2D convolutions require 4D inputs. The Fashion MNIST images have 3 dimensions, so you need to reshape the images dataset to apply it to a local binary convolution neural network.

train_reshaped = np.reshape(train_images, (train_images.shape[0], train_images.shape[1], train_images.shape[2], 1))
test_reshaped = np.reshape(test_images, (test_images.shape[0], test_images.shape[1], test_images.shape[2], 1))

Build the model

First define the anchor weights used in the first step of a local binary convolutional layer. It must only have 3 possible values: -1, 0 and 1.
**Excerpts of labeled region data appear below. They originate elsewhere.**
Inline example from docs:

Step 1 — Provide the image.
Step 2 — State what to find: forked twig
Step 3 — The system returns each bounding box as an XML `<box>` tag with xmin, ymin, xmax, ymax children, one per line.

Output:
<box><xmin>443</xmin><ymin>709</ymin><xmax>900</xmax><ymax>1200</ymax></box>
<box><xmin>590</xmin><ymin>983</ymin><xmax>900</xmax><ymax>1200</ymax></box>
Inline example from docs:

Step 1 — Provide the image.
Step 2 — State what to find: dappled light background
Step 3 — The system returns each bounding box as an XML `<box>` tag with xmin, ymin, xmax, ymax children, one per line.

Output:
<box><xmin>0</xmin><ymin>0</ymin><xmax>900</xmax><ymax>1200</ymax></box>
anchor_weights = np.array(
            [
                [[[1,0,0,0,1,0,0,0]],[[1,0,0,0,0,1,0,0]],[[1,0,0,0,0,0,1,0]],[[1,0,0,0,0,0,0,1]]],
                [[[0,1,0,0,1,0,0,0]],[[0,1,0,0,0,1,0,0]],[[0,1,0,0,0,0,1,0]],[[0,1,0,0,0,0,0,1]]],
                [[[0,0,1,0,1,0,0,0]],[[0,0,1,0,0,1,0,0]],[[0,0,1,0,0,0,1,0]],[[0,0,1,0,0,0,0,1]]],
                [[[0,0,0,1,1,0,0,0]],[[0,0,0,1,0,1,0,0]],[[0,0,0,1,0,0,1,0]],[[0,0,0,1,0,0,0,1]]]
                
            ], dtype=np.float32
        )

You can use LBC2D just like any other tensorflow layer, it works similar to CONV2D. Use the anchor weights as a parameter and include the layer in keras.Sequential.

To better understand how it works, check out the documentation and this article.

lbcnn = keras.Sequential([
    LBC2D(anchor_weights, padding='SAME'),
    keras.layers.Flatten(input_shape=(28, 28)),
    keras.layers.Dense(128, activation='relu'),
    keras.layers.Dense(10, activation='softmax')
])

The compilation works normally, there is no need for any changes. Add optimizer, loss function, metrics and others of your choice.

lbcnn.compile(optimizer='adam',
              loss='sparse_categorical_crossentropy',
              metrics=['accuracy'])

Train the model

Finaly, run lbcnn.fit and collect your metrics with lbcnn.evaluate

lbcnn.fit(train_reshaped, train_labels, epochs=10)

test_loss, test_acc = lbcnn.evaluate(test_reshaped,  test_labels, verbose=2)

print('\nTest accuracy:', test_acc)

As you can see, LBC2D works perfectly with tf.keras.Sequential. This happens because LBC2D inherits from tf.keras.layers.Layer, so we can use it like any other layer.